Peter shifted his aim as the man stepped back, then again. The only movement in the hallway was the man leaving and the efforts of those soldiers who were providing first aid to the wounded. The man backed down the corridor until he was nearly halfway to the tube door. Peter tracked him with the pistol until the man finally turned and started walking with his back
to them. Only then did Peter lower the gun, though he kept it in his hand and watched.
He kept his eyes on the departing man’s back until it vanished through the tube door. Then he switched his attention to the wounded. “Okay, how are the rest of us doing?” Glancing around, it took a lot of effort for Peter to keep his expression calm and confident rather than angry or frustrated. In the last ten or so minutes their numbers had gone from respectable to a couple handfuls.
There were five dead, two of them due to the rifle fire of their fellows. Four more were hurt seriously enough that they probably wouldn’t make it another hour. Especially if they had to move at all, which in one of the cases would be difficult with the damage he’d suffered to one of his legs. There were a handful of walking wounded, but three of those had been bitten by the zombified Guardsmen.
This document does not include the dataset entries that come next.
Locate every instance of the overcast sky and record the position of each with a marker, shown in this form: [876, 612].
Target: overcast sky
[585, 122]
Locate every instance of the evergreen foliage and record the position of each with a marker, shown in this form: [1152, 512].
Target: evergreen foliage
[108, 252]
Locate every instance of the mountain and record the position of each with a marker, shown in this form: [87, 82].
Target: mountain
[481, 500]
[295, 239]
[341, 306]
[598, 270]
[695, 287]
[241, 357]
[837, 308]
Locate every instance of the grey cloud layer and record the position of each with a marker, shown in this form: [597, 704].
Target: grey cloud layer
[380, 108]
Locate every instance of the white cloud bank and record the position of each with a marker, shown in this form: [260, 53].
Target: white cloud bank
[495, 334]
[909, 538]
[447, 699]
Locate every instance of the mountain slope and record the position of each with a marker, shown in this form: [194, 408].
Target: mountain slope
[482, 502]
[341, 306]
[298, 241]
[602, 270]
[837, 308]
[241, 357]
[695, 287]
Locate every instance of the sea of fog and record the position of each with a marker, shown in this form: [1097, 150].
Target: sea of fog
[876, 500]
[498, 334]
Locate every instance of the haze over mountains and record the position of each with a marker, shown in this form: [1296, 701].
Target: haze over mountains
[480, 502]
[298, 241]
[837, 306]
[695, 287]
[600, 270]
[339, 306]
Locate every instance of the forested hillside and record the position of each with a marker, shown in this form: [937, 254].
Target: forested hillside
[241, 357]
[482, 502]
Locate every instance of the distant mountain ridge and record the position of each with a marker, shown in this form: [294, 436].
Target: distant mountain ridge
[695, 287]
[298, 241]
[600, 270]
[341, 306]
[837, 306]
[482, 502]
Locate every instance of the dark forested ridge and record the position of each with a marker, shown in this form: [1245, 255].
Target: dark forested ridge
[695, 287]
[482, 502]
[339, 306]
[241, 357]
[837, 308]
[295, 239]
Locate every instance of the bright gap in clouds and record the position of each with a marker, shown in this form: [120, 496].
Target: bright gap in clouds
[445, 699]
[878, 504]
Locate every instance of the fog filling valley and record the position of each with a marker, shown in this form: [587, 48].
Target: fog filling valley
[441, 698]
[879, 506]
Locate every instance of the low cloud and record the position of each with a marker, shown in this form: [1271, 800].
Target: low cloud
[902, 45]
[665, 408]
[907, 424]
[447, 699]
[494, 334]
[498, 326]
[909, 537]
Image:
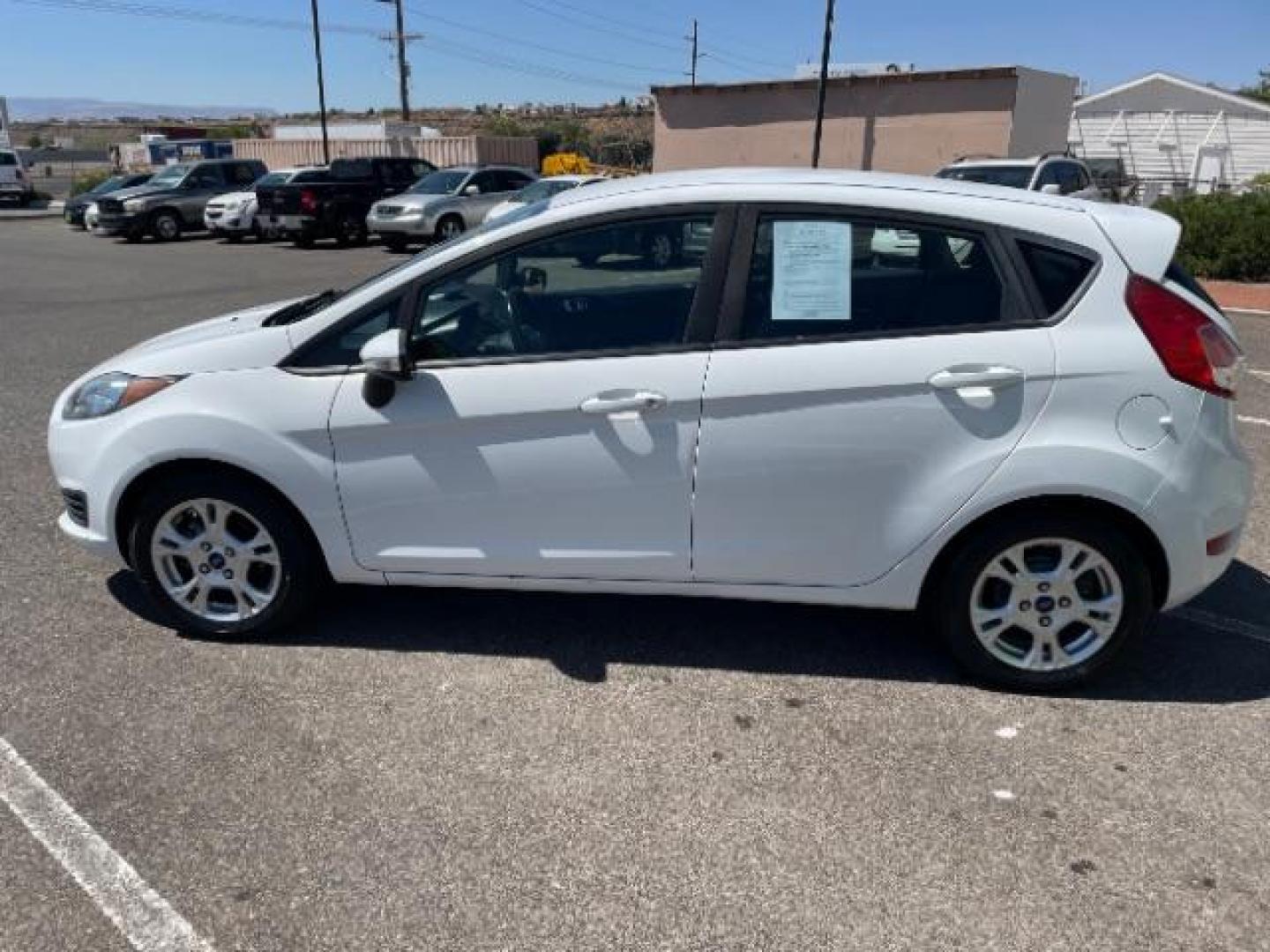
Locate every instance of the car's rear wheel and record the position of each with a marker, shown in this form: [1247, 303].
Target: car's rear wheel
[1045, 600]
[222, 556]
[165, 227]
[450, 227]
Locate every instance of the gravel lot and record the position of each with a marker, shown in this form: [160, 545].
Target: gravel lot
[481, 770]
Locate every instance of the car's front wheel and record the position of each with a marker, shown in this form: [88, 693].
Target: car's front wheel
[1044, 600]
[165, 227]
[222, 556]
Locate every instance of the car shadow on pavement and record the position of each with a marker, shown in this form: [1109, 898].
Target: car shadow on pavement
[583, 635]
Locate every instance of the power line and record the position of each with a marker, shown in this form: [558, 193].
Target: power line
[596, 28]
[190, 14]
[557, 51]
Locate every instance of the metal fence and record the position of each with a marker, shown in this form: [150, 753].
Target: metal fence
[280, 153]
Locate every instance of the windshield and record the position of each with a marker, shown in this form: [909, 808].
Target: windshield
[438, 183]
[172, 175]
[542, 188]
[1007, 175]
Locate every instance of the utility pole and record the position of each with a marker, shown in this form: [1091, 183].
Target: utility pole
[825, 79]
[692, 66]
[400, 37]
[322, 86]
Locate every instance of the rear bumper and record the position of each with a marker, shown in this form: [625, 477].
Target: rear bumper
[1206, 496]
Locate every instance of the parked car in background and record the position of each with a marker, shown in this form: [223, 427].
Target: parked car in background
[233, 216]
[1052, 175]
[446, 204]
[335, 208]
[77, 206]
[494, 414]
[539, 190]
[16, 183]
[173, 201]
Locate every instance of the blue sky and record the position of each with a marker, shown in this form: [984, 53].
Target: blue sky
[606, 48]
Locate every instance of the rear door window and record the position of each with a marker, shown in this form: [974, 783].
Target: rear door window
[828, 277]
[1057, 273]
Peter didn’t interrupt any of the first aid activities, but he was thinking furiously. It was the wounded that were the big problem, and Peter could tell he wasn’t the only one dwelling on it. The way the ‘healthy’ soldiers’ eyes kept flicking back and forth, trading glances or sneaking looks at him or at the wounded . . . it gave away what they were thinking. At least two of the wounded were doing it too, he noticed, and he wasn’t sure if that was good or bad.
Desperate people did desperate things.
Hernandez finally asked the question, though to his credit he came over to Peter and spoke very quietly and confidentially. “What are we going to do about the wounded?”
“I’m not sure.” Peter told him. “We don’t know for sure what’s going to happen. It feels like any decision will probably be the wrong one.”
“Wrong for who?” Hernandez asked.
“Us.”
The soldier shrugged. “Look sarge. There’s a whole lot of fucked up going around right now, but I for one would rather be around to feel bad about some of the shit I had to do in order to survive. Can’t feel bad if you’re dead.”